Minerais de sang : la RDC attaque Apple en justice, jusqu’où ira l’affaire ?

ACTUALITE.CD

Les autorités congolaises ont déposé une plainte contre Apple en France et en Belgique, accusant la multinationale de tirer profit de minerais provenant de zones de conflit en République démocratique du Congo. Cette démarche s’appuie sur des preuves qu’elles jugent solides, mettant en cause la chaîne d’approvisionnement de l’entreprise américaine.

Des preuves documentées et des témoignages

La RDC fonde sa plainte sur plusieurs éléments. Parmi eux, un rapport publié en avril 2024, intitulé "Minerais de sang : Le blanchiment des 3T de la RDC par le Rwanda et des entités privées". Ce document détaille les pratiques illégales d’exploitation et de blanchiment de minerais – étain, tantale et tungstène – extraits des zones de conflit à l’est du pays. Selon ce rapport, ces minerais transiteraient par le Rwanda avant d’intégrer les chaînes d’approvisionnement mondiales.

Les autorités congolaises s’appuient également sur des études réalisées par des organismes internationaux, tels que les Nations Unies et l’ONG Global Witness, qui établissent des liens entre le commerce de ces minerais et les conflits armés en RDC. Des témoignages de personnes impliquées dans la chaîne d’approvisionnement, ainsi que des informations obtenues grâce à des lanceurs d’alerte, viennent étayer ces accusations.

Par ailleurs, Kinshasa dénonce les failles des systèmes de traçabilité, tels que l’initiative I-T-S-C-I, censée garantir l’origine des minerais. Les autorités estiment qu’Apple continuerait d’utiliser ces mécanismes pour masquer l’origine réelle des ressources employées dans ses produits.

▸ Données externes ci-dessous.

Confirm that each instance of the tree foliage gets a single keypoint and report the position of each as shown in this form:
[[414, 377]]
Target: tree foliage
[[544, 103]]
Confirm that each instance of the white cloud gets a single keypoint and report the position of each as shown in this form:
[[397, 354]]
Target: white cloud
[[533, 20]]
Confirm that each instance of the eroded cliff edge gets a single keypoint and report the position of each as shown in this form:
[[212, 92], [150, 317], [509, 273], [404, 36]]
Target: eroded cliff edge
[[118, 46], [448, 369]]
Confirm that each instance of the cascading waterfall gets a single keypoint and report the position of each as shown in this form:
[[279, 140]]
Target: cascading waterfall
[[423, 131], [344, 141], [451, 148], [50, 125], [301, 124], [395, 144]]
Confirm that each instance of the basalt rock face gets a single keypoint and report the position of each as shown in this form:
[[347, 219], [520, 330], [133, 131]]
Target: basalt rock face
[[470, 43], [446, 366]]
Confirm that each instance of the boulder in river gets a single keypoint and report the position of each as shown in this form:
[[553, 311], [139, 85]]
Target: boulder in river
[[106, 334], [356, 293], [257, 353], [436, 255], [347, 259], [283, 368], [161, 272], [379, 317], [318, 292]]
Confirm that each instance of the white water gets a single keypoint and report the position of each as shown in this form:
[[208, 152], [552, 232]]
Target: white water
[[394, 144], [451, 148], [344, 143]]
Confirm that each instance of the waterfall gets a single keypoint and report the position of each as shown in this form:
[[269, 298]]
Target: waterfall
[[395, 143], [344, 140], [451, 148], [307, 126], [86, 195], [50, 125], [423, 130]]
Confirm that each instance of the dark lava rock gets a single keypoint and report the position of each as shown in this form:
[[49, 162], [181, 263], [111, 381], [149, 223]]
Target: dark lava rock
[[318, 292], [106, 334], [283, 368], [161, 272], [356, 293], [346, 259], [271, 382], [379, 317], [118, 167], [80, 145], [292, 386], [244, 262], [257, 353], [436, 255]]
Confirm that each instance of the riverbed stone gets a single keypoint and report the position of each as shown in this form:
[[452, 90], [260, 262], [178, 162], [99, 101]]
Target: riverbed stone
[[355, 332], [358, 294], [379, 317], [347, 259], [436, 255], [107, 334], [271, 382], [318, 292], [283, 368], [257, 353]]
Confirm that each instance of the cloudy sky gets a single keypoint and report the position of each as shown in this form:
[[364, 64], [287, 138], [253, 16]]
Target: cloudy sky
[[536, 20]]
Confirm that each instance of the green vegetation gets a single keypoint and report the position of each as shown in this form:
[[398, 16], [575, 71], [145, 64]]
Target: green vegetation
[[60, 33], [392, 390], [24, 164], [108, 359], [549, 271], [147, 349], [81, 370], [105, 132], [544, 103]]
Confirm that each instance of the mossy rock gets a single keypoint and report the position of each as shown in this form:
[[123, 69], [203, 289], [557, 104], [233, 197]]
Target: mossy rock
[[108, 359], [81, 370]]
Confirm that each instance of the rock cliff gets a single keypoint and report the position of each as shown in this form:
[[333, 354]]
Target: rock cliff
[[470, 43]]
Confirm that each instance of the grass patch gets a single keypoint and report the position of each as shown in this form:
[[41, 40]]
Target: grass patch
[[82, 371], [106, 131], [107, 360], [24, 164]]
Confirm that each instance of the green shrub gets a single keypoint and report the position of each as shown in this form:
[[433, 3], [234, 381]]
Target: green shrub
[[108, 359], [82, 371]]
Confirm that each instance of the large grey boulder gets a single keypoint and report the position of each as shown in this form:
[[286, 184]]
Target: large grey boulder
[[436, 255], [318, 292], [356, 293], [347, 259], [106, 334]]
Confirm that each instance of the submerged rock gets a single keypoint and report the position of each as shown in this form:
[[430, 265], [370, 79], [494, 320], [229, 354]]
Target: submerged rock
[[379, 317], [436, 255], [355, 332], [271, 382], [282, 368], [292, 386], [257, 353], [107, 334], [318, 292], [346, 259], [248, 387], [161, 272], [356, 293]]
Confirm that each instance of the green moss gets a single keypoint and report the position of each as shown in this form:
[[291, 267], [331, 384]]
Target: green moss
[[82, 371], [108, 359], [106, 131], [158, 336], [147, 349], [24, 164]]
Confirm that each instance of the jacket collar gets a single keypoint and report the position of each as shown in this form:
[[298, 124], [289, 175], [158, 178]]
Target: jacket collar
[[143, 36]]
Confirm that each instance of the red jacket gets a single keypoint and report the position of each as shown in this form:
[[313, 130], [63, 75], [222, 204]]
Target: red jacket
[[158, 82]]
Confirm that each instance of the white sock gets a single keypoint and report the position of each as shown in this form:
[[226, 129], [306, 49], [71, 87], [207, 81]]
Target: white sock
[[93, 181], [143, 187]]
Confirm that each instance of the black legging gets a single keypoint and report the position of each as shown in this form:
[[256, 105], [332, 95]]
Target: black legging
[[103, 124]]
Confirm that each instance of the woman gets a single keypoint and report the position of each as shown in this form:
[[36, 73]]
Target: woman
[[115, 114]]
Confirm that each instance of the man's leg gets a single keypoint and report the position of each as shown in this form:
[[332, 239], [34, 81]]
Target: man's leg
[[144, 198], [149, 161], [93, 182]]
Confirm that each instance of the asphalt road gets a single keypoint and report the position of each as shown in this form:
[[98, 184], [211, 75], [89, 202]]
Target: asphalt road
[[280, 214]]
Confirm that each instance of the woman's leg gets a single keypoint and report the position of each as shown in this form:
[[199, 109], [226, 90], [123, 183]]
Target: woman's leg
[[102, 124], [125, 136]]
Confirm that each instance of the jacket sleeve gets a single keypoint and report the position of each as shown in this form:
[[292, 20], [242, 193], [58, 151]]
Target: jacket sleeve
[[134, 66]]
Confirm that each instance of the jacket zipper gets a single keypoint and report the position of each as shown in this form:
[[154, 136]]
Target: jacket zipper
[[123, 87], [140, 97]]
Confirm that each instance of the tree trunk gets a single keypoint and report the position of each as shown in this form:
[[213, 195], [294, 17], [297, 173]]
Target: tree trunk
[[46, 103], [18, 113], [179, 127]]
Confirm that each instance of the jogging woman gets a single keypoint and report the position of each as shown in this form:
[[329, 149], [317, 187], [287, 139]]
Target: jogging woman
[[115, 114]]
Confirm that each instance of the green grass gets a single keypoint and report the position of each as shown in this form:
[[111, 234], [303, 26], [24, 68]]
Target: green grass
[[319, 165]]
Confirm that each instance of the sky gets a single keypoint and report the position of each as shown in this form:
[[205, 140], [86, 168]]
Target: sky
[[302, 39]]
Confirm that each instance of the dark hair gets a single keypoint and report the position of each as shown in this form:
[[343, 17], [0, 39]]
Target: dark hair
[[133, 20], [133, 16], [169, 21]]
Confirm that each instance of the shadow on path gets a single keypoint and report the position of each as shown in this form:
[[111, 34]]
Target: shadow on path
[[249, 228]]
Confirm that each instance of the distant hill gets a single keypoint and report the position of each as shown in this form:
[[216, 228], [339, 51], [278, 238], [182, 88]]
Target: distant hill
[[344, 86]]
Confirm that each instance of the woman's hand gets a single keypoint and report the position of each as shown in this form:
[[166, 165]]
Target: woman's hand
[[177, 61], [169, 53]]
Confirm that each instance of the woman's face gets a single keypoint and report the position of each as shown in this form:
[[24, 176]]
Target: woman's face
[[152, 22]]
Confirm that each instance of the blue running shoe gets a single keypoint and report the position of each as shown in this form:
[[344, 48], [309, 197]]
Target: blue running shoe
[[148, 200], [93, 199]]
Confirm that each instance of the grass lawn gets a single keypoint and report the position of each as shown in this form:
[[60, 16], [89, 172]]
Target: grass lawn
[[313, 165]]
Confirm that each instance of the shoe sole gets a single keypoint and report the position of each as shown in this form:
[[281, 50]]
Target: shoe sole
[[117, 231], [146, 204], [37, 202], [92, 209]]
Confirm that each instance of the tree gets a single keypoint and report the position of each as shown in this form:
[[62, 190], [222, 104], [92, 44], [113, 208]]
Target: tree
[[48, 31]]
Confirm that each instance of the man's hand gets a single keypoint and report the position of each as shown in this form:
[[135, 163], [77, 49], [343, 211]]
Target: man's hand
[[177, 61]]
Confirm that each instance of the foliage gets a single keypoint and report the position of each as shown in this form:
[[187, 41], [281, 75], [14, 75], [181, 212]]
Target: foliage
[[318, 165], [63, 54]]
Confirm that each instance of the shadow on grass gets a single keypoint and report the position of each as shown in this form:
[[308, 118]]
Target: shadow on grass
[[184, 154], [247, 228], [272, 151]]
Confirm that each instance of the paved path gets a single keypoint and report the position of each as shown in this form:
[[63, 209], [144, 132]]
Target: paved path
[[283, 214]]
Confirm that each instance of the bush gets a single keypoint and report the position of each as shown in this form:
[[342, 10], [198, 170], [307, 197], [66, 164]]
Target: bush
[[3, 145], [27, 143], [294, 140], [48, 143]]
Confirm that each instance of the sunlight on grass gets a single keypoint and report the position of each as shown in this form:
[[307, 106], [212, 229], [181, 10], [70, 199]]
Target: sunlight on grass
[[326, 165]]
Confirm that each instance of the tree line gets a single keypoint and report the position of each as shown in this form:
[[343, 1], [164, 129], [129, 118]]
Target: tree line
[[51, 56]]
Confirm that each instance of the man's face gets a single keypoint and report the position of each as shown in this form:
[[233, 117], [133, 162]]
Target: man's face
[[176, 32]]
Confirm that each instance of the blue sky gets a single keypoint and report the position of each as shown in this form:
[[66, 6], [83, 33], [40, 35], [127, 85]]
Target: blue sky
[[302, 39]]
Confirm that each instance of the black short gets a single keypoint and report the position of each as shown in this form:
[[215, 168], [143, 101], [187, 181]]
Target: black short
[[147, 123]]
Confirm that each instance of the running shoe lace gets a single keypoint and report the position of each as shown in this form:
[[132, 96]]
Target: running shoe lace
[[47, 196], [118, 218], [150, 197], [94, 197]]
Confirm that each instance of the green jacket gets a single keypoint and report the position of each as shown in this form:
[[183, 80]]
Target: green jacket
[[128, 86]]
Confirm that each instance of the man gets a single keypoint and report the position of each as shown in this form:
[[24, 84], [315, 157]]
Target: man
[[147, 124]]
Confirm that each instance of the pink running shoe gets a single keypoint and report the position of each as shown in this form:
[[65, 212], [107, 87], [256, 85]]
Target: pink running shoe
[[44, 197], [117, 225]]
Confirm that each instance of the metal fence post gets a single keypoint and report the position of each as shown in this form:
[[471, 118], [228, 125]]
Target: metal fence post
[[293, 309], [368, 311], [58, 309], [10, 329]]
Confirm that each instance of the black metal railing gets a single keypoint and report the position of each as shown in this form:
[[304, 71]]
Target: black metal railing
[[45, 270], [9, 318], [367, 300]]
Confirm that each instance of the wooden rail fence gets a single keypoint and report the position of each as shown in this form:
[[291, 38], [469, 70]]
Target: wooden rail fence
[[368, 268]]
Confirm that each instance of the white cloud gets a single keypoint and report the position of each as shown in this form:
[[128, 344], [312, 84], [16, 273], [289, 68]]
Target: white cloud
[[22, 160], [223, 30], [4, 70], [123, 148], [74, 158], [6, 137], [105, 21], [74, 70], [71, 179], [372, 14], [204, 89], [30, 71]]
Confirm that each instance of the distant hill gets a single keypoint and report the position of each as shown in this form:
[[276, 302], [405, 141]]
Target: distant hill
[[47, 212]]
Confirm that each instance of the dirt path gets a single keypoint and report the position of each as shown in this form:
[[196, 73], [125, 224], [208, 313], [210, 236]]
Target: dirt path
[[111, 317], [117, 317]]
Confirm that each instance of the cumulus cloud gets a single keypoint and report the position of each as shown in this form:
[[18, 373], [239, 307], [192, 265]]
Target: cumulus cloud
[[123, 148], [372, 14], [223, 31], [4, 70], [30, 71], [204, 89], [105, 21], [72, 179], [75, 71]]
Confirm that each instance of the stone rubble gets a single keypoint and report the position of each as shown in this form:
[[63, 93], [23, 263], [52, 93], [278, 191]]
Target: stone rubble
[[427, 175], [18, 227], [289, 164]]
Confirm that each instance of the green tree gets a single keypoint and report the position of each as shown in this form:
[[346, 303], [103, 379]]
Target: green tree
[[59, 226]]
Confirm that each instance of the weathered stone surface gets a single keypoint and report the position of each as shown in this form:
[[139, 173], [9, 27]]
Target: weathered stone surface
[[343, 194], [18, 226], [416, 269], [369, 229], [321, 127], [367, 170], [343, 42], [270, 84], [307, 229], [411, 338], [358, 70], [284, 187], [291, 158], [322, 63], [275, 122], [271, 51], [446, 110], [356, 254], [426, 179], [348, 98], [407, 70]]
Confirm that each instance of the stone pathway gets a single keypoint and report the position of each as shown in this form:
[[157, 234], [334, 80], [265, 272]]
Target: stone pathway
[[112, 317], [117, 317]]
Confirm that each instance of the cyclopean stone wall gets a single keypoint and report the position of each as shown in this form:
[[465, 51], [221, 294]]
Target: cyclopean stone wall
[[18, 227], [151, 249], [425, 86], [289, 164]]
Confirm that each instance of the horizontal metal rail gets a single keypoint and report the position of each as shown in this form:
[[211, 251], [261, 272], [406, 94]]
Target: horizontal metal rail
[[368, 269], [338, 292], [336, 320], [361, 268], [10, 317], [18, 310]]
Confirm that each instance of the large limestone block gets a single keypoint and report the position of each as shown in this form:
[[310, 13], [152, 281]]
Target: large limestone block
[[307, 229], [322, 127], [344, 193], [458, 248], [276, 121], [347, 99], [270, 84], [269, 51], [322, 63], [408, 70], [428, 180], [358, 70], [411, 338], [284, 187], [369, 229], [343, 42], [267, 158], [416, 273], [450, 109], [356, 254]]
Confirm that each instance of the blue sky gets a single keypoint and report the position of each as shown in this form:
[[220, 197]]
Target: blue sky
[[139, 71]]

Une plainte déposée en France et en Belgique

La décision de porter plainte dans ces deux pays repose sur plusieurs arguments. La RDC souligne que la France et la Belgique disposent de lois strictes en matière de blanchiment, de crimes de guerre et de pratiques commerciales trompeuses. Ces cadres juridiques permettent de traiter des affaires complexes impliquant des multinationales.

Les avocats de la RDC rappellent également la responsabilité coloniale de la Belgique et insistent sur la nécessité d’examiner les pratiques actuelles de pillage des ressources naturelles. En outre, la présence de filiales d’Apple dans ces pays offre une base légale pour mener des enquêtes avec des implications potentielles à l’échelle européenne. Les avocats espèrent par ailleurs élargir le débat en saisissant la Commission européenne, afin de renforcer la traçabilité des minerais et la responsabilité des entreprises dans l’Union européenne.

La réponse d’Apple

Apple rejette catégoriquement les accusations portées contre elle. La firme affirme avoir demandé à ses fournisseurs de suspendre tout approvisionnement en minerais provenant de la RDC et du Rwanda dès la détérioration de la situation sécuritaire. L’entreprise met également en avant son engagement en faveur du recyclage, déclarant que 99 % du tungstène utilisé dans ses produits proviennent désormais de sources recyclées. Enfin, Apple insiste sur la rigueur de ses audits, affirmant que sa chaîne d’approvisionnement respecte des normes éthiques et environnementales strictes.

Cette affaire, qui mêle accusations d’exploitation illégale, enjeux de traçabilité et responsabilité des grandes entreprises, pourrait relancer le débat sur l’éthique des chaînes d’approvisionnement mondiales.